-1

I want know what are the possible solutions to bypass a dll injection made by a rootkit everytime that any process is executed (where is used a global hook on WH_CALLWNDPROC message to detect this)?

enter image description here

Based in my case and also in this answer, i already know (and tested) of two alternatives that works 100% to bypass this, are they::

1. UnhookWindowsHookEx

2. Execute my process via other process, with flag DEBUG_ONLY_THIS_PROCESS using CreateProcess, to receive notifications of DLL loading, when this is detected i take the EntryPoint of dll and write something to that, then the dll is unloaded.

3. Other possible solution could be TLS callback like was said on answer linked above, but i don't know how implement (in code) to this purpose of anti dll injection.
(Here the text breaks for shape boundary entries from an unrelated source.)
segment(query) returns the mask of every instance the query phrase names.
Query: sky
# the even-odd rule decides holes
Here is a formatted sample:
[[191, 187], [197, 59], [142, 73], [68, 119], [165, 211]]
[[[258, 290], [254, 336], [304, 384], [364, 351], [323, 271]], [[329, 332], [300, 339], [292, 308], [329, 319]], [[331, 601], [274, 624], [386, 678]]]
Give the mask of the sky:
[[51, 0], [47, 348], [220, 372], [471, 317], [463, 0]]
Someone know and could give a code example?

Thank you in advance by any suggestion/or others alternatives to bypass this way of dll injection.

EDITION:

I think that the 3rd possible solution enumerated above seems deserve a attention. Then I'm searching by a answer with a code example about this: "A process can host a TLS callback, and then it will receive notifications of thread creation. That can intercept thread creation such as what is produced by CreateRemoteThread. If the thread start address is LoadLibrary(), then you have a good indication that someone is about to force-load a DLL." And then block the dll injection.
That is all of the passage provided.